The larger S&P 1500 has already reached record highs, thanks to help from smaller-cap companies.
"I think this is a happiness hangover," said Kim Forrest, senior equity research analyst at Fort Pitt Capital Group in Pittsburgh.
"What's happening today is probably people that had been extremely risk-averse during the roller coaster ride are now feeling comfortable and, sadly, that's really not the time to buy in when we're hitting new highs."
Forrest said investor attention should start to turn to the labor market, with the closely watched non-farm payroll report due on Friday. Despite signs of strength in some areas of the economy, the labor market has been healing only slowly.
But an early look at the jobs market on Wednesday was surprisingly strong, with companies adding 198,000 jobs last month, above estimates for 170,000. January's job gain was also revised up to 215,000. Futures added to gains following the data.
"The ongoing level of the labor market recovery continues to impress investors and that is once again reinforced by these numbers," said Andrew Wilkinson, chief economic strategist at Miller Tabak & Co LLC in New York.
"Manufacturers and business leaders are telling us that the demand has picked up, that they are short of inventory and that they are adding workers."
S&P 500 futures were up 7.5 points and were above fair value, a formula that evaluates pricing by taking into account interest rates, dividends and time to expiration on the contract. Dow Jones industrial average futures gained 57 points, and Nasdaq 100 futures added 7.75 points.

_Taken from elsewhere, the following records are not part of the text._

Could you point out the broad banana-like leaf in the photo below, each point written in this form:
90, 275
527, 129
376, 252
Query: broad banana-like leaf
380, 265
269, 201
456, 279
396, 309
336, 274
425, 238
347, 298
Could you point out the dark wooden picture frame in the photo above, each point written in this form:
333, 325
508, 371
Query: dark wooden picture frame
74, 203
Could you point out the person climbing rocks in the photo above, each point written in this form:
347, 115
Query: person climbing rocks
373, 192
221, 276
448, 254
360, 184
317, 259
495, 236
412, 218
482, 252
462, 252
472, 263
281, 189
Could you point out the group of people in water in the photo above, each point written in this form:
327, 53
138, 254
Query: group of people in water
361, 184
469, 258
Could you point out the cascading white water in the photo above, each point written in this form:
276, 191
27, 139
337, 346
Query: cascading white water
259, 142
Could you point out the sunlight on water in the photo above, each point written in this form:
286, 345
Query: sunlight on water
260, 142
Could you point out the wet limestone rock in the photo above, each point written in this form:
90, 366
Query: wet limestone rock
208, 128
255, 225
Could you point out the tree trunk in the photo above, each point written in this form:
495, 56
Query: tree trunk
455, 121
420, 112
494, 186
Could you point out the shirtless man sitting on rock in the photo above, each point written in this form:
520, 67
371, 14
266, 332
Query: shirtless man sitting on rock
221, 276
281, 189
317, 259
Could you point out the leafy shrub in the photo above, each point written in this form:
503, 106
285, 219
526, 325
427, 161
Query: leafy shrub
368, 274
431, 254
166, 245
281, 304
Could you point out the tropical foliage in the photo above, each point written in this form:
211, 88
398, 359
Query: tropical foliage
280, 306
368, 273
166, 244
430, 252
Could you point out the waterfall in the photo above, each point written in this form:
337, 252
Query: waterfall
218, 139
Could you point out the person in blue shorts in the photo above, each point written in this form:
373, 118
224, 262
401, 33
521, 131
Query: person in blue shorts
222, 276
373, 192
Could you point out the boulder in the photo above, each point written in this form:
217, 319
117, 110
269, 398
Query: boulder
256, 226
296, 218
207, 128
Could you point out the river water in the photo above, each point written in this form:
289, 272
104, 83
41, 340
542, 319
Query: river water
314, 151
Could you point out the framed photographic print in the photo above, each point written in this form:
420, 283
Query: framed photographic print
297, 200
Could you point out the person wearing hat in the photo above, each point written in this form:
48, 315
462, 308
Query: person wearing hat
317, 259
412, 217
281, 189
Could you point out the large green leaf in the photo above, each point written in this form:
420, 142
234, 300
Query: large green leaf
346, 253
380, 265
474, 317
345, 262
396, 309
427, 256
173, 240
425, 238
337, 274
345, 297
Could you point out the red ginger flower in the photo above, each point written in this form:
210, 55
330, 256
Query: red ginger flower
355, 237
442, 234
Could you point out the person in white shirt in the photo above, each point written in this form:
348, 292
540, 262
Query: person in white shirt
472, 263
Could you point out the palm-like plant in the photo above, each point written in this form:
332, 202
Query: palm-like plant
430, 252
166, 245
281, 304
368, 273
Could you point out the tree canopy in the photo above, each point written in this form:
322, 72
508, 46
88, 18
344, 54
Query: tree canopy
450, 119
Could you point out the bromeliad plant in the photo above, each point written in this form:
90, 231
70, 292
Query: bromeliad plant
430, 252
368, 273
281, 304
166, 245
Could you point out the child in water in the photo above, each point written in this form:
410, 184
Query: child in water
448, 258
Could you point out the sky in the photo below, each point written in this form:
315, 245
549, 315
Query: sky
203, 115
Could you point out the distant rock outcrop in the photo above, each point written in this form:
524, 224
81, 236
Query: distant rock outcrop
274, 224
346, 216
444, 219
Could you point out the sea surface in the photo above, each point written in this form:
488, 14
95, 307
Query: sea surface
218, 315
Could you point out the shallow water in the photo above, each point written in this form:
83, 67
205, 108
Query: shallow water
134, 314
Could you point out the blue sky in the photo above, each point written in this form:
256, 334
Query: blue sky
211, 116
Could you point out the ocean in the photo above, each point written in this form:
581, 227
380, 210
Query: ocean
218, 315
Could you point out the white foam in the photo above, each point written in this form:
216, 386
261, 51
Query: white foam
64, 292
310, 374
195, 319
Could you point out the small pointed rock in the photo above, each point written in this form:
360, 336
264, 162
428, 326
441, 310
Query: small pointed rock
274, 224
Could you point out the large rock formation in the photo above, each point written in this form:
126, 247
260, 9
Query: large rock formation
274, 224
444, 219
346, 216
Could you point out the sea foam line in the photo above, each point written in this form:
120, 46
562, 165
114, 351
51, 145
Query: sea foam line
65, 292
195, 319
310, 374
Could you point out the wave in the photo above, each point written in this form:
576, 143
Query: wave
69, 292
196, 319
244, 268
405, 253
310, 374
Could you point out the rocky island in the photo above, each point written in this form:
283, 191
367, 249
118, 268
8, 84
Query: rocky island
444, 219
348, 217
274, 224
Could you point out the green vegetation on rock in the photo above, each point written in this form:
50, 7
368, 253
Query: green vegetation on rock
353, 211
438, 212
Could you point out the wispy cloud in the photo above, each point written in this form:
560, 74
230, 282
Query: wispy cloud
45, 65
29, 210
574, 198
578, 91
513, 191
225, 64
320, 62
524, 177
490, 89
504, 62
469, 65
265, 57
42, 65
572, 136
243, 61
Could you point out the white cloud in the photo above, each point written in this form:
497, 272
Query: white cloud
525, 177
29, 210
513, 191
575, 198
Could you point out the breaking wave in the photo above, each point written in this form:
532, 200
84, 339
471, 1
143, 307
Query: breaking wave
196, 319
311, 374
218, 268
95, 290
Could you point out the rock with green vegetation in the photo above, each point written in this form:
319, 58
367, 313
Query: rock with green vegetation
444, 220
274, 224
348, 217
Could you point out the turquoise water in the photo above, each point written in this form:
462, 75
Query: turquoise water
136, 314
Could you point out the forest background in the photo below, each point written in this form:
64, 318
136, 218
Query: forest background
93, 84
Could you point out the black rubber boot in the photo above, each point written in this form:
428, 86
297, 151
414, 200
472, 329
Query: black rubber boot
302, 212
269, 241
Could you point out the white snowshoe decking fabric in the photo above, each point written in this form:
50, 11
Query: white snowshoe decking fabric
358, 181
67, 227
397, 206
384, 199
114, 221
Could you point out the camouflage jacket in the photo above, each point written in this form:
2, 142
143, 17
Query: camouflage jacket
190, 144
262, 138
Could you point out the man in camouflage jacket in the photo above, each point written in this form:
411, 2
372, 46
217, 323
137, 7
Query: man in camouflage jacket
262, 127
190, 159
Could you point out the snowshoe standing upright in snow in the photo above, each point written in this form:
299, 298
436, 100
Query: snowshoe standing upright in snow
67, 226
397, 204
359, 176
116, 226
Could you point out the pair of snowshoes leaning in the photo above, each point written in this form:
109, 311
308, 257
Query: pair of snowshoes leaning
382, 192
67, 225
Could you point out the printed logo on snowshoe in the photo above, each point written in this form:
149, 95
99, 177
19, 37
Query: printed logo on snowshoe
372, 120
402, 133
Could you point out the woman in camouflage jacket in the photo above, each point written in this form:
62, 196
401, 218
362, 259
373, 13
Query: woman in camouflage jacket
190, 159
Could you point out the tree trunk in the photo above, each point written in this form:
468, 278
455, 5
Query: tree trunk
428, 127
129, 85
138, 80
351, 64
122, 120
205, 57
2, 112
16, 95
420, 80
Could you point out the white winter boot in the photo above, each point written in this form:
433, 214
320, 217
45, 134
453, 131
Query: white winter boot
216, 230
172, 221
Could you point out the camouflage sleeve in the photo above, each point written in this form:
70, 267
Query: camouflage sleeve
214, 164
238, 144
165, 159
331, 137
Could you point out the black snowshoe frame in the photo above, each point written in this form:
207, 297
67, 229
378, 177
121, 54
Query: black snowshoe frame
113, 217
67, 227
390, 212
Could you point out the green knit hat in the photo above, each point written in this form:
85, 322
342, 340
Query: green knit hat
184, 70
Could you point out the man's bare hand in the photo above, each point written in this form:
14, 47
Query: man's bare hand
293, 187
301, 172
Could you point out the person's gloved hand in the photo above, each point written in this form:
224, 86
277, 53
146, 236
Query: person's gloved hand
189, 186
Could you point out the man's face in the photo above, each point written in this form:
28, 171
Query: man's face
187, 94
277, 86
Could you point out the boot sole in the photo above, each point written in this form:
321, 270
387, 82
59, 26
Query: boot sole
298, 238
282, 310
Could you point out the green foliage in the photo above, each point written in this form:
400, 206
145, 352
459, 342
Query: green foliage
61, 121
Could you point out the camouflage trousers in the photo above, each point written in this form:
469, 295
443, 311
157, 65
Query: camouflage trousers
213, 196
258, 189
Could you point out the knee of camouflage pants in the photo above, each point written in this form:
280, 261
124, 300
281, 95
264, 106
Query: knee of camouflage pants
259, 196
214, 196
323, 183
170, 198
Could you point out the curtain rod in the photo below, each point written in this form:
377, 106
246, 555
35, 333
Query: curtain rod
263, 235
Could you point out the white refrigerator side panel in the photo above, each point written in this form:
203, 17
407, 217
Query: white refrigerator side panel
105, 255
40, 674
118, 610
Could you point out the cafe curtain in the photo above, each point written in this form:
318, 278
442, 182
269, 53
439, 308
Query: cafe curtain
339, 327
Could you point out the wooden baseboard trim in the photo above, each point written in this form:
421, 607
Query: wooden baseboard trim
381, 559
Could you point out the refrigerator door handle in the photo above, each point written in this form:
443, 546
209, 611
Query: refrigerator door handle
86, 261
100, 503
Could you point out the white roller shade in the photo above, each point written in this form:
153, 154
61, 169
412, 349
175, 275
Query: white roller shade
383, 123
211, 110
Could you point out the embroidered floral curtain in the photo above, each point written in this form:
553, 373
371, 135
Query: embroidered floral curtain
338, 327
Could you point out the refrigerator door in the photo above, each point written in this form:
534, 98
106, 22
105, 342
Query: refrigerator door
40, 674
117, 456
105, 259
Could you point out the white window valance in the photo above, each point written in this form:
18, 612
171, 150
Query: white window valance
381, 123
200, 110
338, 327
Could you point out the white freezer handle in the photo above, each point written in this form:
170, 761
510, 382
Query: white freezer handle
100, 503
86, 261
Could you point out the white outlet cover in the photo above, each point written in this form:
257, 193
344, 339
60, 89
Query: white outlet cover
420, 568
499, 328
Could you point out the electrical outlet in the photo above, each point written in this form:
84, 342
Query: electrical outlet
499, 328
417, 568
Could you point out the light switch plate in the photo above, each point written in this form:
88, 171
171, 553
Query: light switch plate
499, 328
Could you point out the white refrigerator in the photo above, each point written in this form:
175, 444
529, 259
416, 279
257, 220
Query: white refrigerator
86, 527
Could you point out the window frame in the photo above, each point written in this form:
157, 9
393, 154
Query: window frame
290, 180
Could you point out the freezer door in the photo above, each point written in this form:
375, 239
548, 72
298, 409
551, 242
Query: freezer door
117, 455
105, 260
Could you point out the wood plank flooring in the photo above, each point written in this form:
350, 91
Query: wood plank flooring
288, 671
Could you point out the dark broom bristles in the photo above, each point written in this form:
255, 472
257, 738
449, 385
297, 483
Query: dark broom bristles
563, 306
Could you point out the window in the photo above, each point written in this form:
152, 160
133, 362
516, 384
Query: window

Overnight in Europe, stock markets rose to their highest since the 2008 financial crisis. The European Central Bank, the Bank of England and the Bank of Japan are all expected to stick to ultra-easy monetary policy at meetings this week.
Other U.S. data on tap includes factory orders for January and the Fed's Beige Book of economic conditions.
EU antitrust regulators fined Microsoft 561 million euros ($731 million) for breaking a promise to offer European consumers a choice of web browser. Shares were off 0.5 percent at $28.20 in pre-market trading.
Staples tumbled 2.9 percent to $12.90 after the company reported lower-than-expected quarterly revenue and forecast weak full-year earnings.
Shares of drone maker Aerovironment slumped 28.9 percent to $15.43 after the company cut its full-year forecast on delays in government orders.